Company trailer with NO pool affiliation at origin or destination. Gen-Pop sub-pool = total trailer cost − sum of pool costs applied. Distributes by segment's share of gen-pop costing hours. Customer-owned trailers (IS_COMPANY_TRAILER = 0) absorb zero trailer cost.

Figure 2: Trailer Cost Branching. The GL trailer pool splits based on whether the segment touches a designated drop-pool location. The same zero-cost rule applies to trailer maintenance for customer-owned trailers.

Forecast & Logistics Paths

Not every period or segment type fits the standard allocation model. FreightMath handles two special cases with dedicated logic:

Forecast Months (No GL Yet)

When MapLedger hasn't closed the month yet, FreightMath uses forecast-based allocation:

  • Hourly costs — Recent-month average, scaled by PctWorkdaysComplete from the Workday Model.
  • Mileage costs — Rebuilt as cost-per-mile × current-month costing miles.
  • Fuel — Gets an FSC_PCT_CHANGE multiplier to adjust for diesel price movement since the last closed month.
  • Synthetic POST segments — Inserted for orders still in-flight, using a 28-day area average for deadhead estimation.
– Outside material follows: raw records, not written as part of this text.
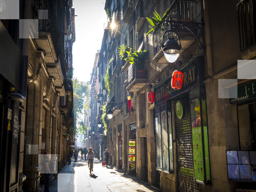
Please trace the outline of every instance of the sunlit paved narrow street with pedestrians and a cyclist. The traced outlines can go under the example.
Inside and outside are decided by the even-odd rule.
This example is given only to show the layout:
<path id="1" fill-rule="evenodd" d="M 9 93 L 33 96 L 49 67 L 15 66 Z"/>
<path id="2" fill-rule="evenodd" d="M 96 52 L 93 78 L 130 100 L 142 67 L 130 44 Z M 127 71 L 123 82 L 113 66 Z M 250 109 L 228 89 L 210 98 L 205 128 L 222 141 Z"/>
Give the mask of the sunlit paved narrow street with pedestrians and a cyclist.
<path id="1" fill-rule="evenodd" d="M 150 192 L 153 188 L 124 174 L 116 168 L 102 167 L 101 161 L 94 159 L 93 172 L 90 175 L 88 160 L 78 156 L 77 162 L 71 160 L 50 185 L 50 192 Z"/>

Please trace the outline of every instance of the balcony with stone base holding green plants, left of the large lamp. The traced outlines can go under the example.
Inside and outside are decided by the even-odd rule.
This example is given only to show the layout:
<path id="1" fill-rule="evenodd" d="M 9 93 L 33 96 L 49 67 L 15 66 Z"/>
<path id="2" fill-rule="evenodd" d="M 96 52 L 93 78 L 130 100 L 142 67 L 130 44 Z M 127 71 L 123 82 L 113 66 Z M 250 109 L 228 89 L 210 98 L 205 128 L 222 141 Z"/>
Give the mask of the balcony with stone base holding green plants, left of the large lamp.
<path id="1" fill-rule="evenodd" d="M 126 89 L 129 92 L 137 92 L 148 83 L 147 70 L 145 68 L 145 62 L 140 67 L 132 64 L 128 67 Z"/>

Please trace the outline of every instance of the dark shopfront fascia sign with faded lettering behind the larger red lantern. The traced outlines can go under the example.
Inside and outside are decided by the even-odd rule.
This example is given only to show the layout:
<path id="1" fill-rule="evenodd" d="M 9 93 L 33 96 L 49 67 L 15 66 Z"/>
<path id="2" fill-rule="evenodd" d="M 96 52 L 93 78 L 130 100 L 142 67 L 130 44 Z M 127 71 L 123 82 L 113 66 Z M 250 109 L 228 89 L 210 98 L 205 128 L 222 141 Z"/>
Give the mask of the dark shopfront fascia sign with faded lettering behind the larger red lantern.
<path id="1" fill-rule="evenodd" d="M 167 77 L 163 82 L 155 86 L 155 103 L 159 103 L 165 99 L 178 95 L 191 86 L 196 85 L 203 80 L 201 74 L 203 72 L 203 57 L 198 56 L 191 60 L 187 65 L 181 67 L 180 71 L 183 72 L 183 85 L 181 89 L 173 89 L 171 87 L 172 76 Z M 200 66 L 200 67 L 199 67 Z"/>

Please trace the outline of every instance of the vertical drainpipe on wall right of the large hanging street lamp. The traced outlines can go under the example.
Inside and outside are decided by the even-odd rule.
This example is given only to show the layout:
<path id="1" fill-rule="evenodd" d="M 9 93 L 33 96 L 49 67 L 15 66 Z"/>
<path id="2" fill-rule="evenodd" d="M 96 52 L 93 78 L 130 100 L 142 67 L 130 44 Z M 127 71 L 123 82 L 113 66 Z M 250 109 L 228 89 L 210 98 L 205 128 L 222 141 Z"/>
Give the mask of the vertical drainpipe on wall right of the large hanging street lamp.
<path id="1" fill-rule="evenodd" d="M 205 20 L 205 36 L 206 36 L 206 58 L 208 66 L 208 74 L 214 75 L 213 72 L 213 59 L 211 54 L 211 35 L 210 35 L 210 22 L 209 22 L 209 3 L 208 0 L 204 0 L 204 20 Z"/>

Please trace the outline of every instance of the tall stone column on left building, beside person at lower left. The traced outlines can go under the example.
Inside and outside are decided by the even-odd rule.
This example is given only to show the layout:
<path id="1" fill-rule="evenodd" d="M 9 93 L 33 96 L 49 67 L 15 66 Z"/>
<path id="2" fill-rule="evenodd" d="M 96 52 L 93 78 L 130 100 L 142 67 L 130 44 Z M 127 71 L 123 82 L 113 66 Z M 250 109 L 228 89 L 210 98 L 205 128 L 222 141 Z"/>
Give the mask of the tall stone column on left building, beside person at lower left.
<path id="1" fill-rule="evenodd" d="M 26 122 L 26 156 L 24 173 L 27 176 L 24 188 L 31 191 L 41 191 L 39 154 L 41 154 L 42 139 L 42 92 L 39 80 L 29 83 L 29 100 L 27 102 Z M 29 150 L 30 149 L 30 150 Z"/>

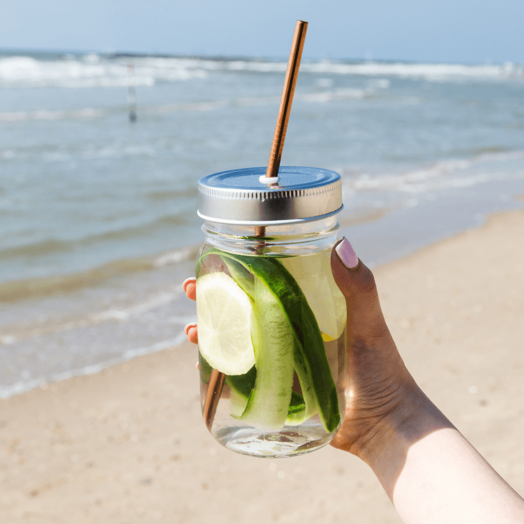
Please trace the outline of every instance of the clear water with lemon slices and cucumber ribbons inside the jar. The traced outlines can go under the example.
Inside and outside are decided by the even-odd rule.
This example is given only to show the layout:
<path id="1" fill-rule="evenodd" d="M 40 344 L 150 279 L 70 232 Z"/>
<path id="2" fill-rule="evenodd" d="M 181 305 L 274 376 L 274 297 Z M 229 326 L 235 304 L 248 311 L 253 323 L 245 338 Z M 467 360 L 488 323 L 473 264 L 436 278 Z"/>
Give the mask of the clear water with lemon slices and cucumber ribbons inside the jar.
<path id="1" fill-rule="evenodd" d="M 202 410 L 228 449 L 299 455 L 328 444 L 340 427 L 346 304 L 330 256 L 331 246 L 297 256 L 202 247 L 196 266 Z"/>

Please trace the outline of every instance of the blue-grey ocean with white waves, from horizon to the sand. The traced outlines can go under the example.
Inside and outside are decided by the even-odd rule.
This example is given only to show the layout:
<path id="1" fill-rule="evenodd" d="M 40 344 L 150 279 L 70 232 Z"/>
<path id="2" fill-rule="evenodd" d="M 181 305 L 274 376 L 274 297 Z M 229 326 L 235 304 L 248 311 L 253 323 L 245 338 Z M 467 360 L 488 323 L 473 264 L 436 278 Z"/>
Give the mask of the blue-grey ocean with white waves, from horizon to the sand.
<path id="1" fill-rule="evenodd" d="M 0 397 L 184 340 L 197 181 L 267 163 L 285 70 L 0 54 Z M 282 165 L 341 173 L 373 267 L 522 209 L 523 95 L 519 64 L 303 60 Z"/>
All forecast data is flagged IS_GL_ACTUAL = 0 so downstream consumers know the costs are estimated rather than GL-based.

Logistics Operations (Brokerage)

Brokerage operations have no trucks and no assets — just carrier pay. Standard mile/hour allocation doesn't fit, so FreightMath uses alternative drivers:

  • Hourly costs — Spread evenly per segment: X_COST / SEGMENT_CT
  • Mileage costs — Distributed by percentage of carrier pay: SEGMENT_CARRIER_PAY / GL_CARRIER_PAY

This lets brokerage operations contribute to OR without distorting the asset-based math used for the carrier's own fleet.

What Finally Lands on the Segment

After all allocation paths have run, the final write to the CLIENT_ORDER_SEGMENTS table combines general allocation and Pre-Standard amounts:

TOTAL_X_COST = X_COST + PRE_X_COST
Bottom line: Every GL dollar is accounted for on exactly one segment — with a clear, reproducible trail from the GL back down to the load. This auditability is what makes FreightMath's OR defensible across every analytical view: load, lane, customer, driver, and network.